Okay, I’m a broken record on this subject but I’m blessed by having some of the most interesting people in L.A. as students. I conducted a workshop in Lake Arrowhead earlier this month and these terrific people above showed up. Literally we laughed and cried for three days. Frankly I think that people who have a deep desire to write are just more open, observant, emotional and braver than other people. It takes courage to come to a class or a workshop and bare your soul on paper with a bunch of strangers.
And now my UCLA Writers’ Program class is in its last week. The course is Advanced Non-fiction, four hours every Tuesday, and it’s mostly workshop, with discussions of what everyone is reading, (I believe you should read what you love and not what your teacher loves), writing exercises, and a poem read (because poetry cuts to the chase and teaches us how to write better prose.) Here’s the beautiful poem by Peter Everwine that we’ll read tomorrow: (Again, the spacing got flukey when I copied it. In the original it’s single spaced.)
After the Funeral
We opened closets and bureau drawers
and packed away, in boxes, dresses and shoes,
the silk underthings still wrapped in tissue.

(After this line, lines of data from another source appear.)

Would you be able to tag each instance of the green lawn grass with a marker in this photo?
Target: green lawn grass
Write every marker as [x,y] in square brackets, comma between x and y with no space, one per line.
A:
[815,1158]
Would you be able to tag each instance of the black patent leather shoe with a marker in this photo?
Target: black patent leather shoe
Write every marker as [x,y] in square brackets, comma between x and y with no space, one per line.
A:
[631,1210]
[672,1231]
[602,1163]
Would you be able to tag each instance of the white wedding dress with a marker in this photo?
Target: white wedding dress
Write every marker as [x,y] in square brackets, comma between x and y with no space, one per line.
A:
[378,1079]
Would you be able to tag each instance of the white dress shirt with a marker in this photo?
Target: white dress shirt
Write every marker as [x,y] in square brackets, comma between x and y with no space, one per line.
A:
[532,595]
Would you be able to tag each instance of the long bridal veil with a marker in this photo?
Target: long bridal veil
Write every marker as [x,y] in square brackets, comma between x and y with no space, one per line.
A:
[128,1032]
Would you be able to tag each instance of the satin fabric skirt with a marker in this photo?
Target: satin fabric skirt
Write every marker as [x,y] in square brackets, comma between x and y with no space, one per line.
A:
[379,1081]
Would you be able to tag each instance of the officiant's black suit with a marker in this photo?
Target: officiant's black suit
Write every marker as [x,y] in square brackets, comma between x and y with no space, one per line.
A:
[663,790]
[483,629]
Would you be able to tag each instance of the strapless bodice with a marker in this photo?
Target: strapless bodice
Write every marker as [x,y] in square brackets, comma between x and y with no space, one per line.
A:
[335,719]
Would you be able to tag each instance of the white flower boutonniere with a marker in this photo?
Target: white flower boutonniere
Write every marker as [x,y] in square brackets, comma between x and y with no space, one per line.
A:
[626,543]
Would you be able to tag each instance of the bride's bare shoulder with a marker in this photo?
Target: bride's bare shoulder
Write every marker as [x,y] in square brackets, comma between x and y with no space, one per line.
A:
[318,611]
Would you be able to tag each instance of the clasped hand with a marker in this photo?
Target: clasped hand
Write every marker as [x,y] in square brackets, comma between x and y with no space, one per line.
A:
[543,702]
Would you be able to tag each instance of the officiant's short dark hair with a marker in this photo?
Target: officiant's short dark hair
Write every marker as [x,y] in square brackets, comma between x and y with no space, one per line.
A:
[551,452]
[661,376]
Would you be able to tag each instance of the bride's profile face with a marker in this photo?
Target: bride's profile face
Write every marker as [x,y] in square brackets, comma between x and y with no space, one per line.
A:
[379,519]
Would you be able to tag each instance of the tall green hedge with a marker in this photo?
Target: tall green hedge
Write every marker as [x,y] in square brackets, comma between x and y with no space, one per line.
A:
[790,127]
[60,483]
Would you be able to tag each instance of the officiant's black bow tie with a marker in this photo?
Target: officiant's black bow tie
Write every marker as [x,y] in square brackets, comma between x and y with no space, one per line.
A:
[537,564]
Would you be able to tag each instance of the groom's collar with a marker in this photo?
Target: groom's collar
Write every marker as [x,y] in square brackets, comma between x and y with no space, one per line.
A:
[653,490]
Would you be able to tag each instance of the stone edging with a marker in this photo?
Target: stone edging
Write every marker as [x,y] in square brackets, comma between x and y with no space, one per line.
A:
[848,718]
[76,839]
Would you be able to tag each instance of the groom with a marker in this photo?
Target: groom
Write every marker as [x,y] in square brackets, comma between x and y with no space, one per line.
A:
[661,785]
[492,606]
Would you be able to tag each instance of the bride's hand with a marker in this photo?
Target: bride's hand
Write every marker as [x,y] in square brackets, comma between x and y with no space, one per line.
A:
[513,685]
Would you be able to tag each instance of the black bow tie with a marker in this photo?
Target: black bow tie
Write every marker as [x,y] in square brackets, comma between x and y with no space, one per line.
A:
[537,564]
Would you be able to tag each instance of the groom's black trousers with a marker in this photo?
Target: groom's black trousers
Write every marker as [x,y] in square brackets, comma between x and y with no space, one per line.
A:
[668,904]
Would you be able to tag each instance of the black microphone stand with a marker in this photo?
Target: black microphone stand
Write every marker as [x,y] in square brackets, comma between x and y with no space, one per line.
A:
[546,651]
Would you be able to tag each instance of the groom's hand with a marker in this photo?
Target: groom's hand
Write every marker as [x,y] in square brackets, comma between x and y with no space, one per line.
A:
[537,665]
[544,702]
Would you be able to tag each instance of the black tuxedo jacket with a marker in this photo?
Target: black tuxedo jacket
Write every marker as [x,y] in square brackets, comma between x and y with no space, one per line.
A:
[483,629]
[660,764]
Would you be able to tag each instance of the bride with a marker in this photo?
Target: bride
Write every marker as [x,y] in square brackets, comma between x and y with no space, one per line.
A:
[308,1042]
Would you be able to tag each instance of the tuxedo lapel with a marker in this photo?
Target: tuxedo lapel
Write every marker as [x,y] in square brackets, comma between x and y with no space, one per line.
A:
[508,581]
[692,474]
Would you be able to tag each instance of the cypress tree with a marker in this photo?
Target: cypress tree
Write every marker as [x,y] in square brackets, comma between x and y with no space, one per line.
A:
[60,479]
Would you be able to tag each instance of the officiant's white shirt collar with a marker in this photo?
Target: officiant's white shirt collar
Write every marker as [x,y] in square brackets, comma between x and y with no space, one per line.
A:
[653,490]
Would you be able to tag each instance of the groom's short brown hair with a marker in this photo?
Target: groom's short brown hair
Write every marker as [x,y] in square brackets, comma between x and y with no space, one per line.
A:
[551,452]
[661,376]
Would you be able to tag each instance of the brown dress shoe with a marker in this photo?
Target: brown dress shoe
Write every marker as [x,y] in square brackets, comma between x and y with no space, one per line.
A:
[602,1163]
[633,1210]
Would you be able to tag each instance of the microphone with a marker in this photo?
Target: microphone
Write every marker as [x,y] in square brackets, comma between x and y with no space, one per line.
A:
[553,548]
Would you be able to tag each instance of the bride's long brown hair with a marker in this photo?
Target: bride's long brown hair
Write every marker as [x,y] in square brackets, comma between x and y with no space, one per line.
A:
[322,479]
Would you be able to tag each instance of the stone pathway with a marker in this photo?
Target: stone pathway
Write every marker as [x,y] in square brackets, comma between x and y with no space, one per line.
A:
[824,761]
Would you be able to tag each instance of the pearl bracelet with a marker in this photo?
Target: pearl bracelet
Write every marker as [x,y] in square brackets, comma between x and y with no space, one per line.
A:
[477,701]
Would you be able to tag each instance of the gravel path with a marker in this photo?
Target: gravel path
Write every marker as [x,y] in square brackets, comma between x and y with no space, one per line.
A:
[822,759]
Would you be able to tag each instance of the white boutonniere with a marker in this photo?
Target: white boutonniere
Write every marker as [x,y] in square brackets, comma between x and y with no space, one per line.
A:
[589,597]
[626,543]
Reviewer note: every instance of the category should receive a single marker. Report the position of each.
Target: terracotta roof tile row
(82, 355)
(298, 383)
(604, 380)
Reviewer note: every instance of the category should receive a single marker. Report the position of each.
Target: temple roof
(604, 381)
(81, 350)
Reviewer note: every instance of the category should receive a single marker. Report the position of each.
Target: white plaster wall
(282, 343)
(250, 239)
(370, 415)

We sorted through cedar chests. We gathered
and set aside the keepsakes and the good silver
and brought up from the coal cellar
jars of tomato sauce, peppers, jellied fruit.
We dismantled, we took down from the walls,
we bundled and carted off and swept clean.
Goodbye, goodbye, we said, closing
the door behind us, going our separate ways
from the house we had emptied,
and which, in the coming days, we would fill
again and empty and try to fill again.
– Peter Everwine
(It was published on Ted Kooser’s American Life in Poetry: Column 478.)